Kenshin Kawakami is the most difficult of the bunch to predict. He’s only pitched 156 and 1/3 MLB innings, which is a small fraction of what I’d like to have when evaluating a player, and he has no minor league data. I know little about translating NPB data and the 156 and 1/3 MLB innings are rather noisy, given the adjustments he had to make throughout the season (bigger, slicker baseball, different hitters, different strike zone, et cetera). In the aforementioned 156 and 1/3 innings, he was worth ~1.7 wins according to fWAR. However, I don’t know if we can expect him to improve his win/IP rate in 2010 or not. He was known as a control specialist in Japan, but walked 57 in MLB last season. He’ll be 35 next season but he’s shown little signs of decline thus far. He walked only 34 in his final 105 innings (2.91 BB/9), covering June, July, August, September, and October. I wonder if we can expect Kawakami to improve that walk rate in 2010.
Last year Kawakami threw a low-90′s/high-80′s fastball, a plus cutter, a slow curve, a forkball, and a shuuto. His pitches are difficult to track, two of them are rather rare in MLB and easily mistaken for other pitches.
I know little else about him. He was mostly healthy in 2009, but the Braves were cautious and limited his innings. I wonder how many he’ll be able to pitch.

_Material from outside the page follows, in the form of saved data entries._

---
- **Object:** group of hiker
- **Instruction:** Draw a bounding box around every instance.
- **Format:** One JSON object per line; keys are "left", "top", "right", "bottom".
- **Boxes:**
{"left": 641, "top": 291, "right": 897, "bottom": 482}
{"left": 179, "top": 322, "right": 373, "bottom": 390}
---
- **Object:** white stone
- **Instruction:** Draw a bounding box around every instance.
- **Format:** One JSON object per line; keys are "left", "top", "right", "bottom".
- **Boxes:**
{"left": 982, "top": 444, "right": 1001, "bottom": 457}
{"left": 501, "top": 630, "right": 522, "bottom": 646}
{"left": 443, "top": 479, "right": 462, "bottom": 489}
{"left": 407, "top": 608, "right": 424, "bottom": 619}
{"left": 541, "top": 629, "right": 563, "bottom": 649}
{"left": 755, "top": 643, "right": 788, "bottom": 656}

If he stays healthy, something in the 2-3 win range seems appropriate.
The emergency starter, Kris Medlen, is arguably just as good as Derek Lowe and Kenshin Kawakami, if not better, but he’s Kawakami’s size and has something on the order of 10% of the professional experience Kawakami and Lowe do. If anyone is injured, Medlen will assume a starting role, where I suspect he’ll pitch well enough for the Braves to think twice about putting him back in the bullpen.
I covered him previously in the relievers write up.
I have no idea who the 7th starter on the depth chart is and I don’t care to find out. I’m sure the organization shares this sentiment.